Erik: “No we didn't think that at all. As you say, soon it will be 30 years. When I think about it, it's crazy man. And also to think that we are trendsetters. It feels so great to just think about that, that we have been an influence to other bands. It ain't that often that I think about that. I don't know. It's probably my humble side. I find it pretty hard to think about it like that. But many people say that you have really inspired other bands. And when I think about it, it feels amazing. Really, really amazing. I mean, when we started out we were young, ambitious and thought we were going to be rock stars in a year or two. Didn't happen, but it was really fun. When I think about it, it makes me smile because the first time we met, the first rehearsals, the first songs and recordings and everything, it was such a great time. We didn't think that we should be rocking 30 years after that. Crazy.”

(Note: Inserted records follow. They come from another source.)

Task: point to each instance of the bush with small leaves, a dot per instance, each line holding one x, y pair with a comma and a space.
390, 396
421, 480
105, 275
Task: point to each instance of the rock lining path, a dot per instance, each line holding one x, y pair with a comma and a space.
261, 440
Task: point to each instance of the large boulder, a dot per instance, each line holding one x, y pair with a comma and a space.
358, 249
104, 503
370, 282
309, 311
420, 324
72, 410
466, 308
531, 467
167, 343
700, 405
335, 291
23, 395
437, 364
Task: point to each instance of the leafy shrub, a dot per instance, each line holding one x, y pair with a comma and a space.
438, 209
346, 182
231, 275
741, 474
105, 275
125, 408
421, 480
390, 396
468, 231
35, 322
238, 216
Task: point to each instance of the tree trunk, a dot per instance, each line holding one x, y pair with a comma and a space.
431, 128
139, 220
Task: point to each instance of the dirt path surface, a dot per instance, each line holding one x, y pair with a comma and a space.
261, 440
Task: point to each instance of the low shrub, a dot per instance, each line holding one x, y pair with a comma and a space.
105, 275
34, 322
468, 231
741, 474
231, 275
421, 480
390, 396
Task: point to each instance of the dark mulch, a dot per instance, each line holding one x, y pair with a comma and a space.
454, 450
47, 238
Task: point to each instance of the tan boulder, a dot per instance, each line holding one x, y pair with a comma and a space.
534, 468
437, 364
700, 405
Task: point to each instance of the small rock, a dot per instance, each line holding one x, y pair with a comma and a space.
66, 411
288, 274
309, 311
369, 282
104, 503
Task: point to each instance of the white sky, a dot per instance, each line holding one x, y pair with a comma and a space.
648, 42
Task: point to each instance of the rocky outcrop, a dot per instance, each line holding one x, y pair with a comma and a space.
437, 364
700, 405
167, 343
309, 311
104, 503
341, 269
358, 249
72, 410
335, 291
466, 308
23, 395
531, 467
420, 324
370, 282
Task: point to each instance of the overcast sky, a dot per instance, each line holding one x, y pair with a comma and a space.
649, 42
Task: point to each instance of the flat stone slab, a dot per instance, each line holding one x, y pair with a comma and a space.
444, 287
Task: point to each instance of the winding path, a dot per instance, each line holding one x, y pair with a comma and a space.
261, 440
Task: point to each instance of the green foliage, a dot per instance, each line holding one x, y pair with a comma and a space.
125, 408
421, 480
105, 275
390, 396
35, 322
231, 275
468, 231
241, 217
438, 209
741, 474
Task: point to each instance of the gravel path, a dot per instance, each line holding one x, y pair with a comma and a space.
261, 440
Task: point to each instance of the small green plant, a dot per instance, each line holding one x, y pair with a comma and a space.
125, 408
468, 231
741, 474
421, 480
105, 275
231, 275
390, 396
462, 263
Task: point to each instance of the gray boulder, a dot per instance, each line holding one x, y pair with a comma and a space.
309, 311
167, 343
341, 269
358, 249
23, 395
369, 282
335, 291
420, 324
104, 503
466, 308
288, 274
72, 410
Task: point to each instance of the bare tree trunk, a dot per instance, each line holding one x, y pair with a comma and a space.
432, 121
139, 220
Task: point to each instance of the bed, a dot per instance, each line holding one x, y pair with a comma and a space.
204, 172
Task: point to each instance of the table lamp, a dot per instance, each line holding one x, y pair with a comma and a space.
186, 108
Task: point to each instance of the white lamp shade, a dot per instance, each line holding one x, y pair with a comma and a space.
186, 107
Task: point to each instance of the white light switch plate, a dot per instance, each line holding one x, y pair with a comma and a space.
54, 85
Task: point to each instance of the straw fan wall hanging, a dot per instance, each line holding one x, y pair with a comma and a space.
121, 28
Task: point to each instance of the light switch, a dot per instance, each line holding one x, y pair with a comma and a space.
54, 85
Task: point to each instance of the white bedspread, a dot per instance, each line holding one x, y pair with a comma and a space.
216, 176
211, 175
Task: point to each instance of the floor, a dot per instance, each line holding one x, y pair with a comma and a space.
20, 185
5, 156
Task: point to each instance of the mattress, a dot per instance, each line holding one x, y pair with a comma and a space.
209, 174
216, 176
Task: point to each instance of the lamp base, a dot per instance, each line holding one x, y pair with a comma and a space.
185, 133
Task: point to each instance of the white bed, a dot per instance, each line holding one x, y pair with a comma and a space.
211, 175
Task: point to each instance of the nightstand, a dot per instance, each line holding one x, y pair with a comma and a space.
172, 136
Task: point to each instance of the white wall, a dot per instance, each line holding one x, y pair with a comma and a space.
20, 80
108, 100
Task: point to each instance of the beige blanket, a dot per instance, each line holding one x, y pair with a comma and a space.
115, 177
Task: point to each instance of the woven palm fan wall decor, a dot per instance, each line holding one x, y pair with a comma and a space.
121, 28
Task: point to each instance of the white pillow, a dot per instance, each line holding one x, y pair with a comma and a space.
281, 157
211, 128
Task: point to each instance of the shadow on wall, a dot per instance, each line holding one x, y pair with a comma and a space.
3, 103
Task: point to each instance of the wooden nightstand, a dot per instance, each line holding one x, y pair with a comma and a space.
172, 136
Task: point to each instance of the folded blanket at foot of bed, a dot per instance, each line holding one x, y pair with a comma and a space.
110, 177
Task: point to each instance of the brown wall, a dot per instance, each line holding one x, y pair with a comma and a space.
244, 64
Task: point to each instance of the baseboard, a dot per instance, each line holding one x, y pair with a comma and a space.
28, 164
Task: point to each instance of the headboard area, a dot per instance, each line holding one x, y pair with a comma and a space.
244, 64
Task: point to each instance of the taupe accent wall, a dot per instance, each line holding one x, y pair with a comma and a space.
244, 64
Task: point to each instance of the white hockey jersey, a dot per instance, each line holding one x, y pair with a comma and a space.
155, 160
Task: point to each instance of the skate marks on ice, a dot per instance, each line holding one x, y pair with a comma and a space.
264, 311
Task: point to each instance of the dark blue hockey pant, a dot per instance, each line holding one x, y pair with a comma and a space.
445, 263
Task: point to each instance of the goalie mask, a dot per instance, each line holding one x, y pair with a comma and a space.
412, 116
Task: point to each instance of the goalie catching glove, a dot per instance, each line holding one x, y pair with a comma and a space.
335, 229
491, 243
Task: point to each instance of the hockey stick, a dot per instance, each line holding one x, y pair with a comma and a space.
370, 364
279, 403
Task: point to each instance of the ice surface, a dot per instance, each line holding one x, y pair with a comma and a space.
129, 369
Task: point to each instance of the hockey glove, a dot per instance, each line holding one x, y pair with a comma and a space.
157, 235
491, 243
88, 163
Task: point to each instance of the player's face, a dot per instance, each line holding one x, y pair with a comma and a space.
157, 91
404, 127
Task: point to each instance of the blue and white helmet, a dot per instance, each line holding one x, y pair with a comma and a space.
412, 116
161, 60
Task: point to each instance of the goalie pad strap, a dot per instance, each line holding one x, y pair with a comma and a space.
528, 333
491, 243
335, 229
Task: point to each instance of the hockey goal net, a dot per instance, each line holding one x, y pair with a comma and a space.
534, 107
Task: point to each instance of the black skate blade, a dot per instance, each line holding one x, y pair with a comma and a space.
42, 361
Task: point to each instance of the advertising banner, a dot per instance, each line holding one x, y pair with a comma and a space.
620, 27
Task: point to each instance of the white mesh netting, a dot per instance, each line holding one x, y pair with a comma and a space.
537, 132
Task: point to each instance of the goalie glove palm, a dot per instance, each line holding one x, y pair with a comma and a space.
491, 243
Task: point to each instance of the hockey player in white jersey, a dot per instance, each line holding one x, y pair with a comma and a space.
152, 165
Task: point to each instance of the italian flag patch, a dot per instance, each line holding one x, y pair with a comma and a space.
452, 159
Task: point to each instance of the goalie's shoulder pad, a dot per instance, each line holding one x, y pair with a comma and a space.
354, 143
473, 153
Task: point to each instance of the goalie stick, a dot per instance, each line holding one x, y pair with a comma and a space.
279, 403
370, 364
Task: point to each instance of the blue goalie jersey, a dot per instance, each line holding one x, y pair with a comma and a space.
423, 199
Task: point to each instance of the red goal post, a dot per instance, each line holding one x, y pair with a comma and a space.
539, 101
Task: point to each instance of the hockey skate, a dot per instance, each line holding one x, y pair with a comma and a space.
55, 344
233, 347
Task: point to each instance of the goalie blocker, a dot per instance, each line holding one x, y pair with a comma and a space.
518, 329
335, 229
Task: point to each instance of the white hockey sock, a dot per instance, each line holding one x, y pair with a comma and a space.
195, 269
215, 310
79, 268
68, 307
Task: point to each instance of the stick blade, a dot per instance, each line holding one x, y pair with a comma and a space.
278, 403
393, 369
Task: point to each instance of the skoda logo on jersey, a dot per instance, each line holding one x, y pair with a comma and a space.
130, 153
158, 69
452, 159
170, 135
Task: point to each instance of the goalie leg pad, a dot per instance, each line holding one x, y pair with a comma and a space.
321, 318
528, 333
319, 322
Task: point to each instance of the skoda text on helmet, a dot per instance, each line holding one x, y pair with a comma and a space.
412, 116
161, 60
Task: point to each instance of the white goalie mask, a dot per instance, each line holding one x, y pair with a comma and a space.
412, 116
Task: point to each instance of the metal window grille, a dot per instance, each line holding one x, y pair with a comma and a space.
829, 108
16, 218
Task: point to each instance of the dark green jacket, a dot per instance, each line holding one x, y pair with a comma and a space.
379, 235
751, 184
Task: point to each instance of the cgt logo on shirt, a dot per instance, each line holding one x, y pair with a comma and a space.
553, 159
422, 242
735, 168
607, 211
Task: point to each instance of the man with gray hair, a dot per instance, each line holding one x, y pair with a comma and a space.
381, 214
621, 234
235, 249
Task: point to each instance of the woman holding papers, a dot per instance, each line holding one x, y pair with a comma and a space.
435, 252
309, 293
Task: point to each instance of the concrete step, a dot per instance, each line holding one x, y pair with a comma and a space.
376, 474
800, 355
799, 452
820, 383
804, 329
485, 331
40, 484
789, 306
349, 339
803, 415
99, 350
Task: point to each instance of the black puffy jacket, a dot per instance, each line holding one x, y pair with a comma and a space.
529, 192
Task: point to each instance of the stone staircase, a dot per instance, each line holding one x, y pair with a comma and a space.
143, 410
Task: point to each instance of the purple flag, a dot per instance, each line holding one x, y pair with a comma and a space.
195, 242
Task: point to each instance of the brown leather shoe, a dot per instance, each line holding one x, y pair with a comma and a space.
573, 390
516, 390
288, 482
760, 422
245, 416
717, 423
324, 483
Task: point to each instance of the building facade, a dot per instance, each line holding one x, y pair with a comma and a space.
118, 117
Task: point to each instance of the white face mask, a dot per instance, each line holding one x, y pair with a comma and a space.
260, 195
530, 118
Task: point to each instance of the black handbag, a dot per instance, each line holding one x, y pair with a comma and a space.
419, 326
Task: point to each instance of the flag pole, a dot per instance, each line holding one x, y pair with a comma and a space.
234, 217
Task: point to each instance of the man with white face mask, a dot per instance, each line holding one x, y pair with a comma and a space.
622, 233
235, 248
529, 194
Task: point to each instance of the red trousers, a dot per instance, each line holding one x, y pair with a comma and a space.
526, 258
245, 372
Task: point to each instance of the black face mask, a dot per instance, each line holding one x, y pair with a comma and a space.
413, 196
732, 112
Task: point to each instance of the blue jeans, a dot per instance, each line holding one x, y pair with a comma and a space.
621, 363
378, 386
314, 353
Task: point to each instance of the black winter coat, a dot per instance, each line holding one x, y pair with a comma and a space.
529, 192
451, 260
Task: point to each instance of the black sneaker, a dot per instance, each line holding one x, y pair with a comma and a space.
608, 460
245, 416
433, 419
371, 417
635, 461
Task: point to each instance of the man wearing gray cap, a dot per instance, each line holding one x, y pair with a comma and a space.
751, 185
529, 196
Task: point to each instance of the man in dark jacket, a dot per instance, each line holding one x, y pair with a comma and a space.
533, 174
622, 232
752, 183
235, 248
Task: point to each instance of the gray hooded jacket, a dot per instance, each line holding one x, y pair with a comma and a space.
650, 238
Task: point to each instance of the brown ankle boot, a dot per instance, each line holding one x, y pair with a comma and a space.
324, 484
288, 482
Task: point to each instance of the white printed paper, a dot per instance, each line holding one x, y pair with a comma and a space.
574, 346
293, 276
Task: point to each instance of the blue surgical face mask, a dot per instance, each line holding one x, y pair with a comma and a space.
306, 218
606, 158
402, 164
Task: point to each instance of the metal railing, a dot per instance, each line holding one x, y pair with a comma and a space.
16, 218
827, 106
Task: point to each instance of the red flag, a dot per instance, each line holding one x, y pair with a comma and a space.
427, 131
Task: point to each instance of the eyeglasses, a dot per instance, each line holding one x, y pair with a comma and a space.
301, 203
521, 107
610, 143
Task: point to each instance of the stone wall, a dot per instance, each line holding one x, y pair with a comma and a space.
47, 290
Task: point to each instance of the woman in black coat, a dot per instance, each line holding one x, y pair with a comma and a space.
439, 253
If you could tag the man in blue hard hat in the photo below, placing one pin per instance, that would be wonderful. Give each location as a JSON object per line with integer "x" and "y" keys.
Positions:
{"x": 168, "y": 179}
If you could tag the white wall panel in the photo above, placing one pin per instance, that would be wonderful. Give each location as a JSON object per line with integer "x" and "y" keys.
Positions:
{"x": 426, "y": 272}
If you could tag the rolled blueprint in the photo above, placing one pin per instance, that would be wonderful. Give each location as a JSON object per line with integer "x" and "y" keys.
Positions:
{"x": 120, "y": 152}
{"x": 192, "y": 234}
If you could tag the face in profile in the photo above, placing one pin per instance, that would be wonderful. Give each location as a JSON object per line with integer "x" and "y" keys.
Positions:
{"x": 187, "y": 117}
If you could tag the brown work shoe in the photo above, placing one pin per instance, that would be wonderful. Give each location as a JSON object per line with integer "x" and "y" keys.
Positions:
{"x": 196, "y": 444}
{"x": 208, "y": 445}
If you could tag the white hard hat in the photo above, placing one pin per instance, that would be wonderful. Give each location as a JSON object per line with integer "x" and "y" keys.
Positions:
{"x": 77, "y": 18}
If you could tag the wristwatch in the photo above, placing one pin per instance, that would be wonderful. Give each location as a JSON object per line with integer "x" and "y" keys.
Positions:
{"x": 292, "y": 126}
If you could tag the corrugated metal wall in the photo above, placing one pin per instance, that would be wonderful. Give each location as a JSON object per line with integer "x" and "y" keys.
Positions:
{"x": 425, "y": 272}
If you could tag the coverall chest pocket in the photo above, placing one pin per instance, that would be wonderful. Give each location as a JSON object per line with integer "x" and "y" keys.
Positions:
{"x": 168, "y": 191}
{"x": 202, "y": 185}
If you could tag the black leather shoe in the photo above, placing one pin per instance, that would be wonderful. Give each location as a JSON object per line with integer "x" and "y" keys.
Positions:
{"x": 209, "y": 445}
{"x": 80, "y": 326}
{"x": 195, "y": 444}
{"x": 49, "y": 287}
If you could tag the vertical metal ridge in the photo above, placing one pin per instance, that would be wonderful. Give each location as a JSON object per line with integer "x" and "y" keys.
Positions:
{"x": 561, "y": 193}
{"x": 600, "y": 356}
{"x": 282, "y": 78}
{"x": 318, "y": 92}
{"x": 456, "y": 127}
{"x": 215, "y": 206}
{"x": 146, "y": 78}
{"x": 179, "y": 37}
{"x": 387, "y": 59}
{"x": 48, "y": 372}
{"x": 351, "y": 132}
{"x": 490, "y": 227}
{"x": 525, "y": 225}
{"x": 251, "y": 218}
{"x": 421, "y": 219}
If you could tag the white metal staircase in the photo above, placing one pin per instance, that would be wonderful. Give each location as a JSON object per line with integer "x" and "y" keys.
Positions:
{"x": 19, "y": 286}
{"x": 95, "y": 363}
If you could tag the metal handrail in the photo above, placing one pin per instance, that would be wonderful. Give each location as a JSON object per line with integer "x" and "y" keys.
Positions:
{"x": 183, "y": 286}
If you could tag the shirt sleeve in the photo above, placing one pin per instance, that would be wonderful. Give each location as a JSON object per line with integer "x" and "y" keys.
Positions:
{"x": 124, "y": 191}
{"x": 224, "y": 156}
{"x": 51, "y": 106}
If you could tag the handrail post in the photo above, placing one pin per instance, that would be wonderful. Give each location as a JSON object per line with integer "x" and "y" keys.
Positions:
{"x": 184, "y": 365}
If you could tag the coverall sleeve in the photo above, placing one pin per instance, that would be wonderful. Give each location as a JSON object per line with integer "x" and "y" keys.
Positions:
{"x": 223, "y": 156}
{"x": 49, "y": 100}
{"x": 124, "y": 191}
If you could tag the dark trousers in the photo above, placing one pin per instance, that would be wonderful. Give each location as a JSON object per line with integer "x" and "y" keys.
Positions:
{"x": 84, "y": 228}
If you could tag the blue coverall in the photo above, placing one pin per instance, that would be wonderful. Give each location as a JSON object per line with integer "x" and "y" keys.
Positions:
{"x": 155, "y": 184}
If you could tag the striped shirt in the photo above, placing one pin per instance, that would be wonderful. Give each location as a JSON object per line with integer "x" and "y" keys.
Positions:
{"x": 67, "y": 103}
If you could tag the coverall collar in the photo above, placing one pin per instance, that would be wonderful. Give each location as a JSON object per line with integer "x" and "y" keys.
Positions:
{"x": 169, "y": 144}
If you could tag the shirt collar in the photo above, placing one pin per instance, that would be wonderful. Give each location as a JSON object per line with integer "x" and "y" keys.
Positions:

BraveWords: All things being equal, how would you guys like to see the next year go? I'd imagine the plan and the hope would be to tour this record pretty relentlessly. 

Erik: “Yeah, it would be nice. I mean, we have no tours booked right now, but hopefully it will happen soon. For Månegarm, as for many bands, these summer festivals were already booked for 2020. So we're playing festivals that we should have done two years ago. But anyway, we have a couple of nice festival shows coming up, the Sweden Rock. That's huge. It's amazing, the first time for Sweden Rock, which feels amazing to play. We will go to Norway in May to play Karmoygeddon. Really cool festival. Not that super big but a really, really well organized festival. And then we have some German shows coming up and also our own festival. We started Månegarm Open Air in 2019 and then of course, two years off due to the pandemic. But this summer we will have our second edition of Månegarm Open Air.”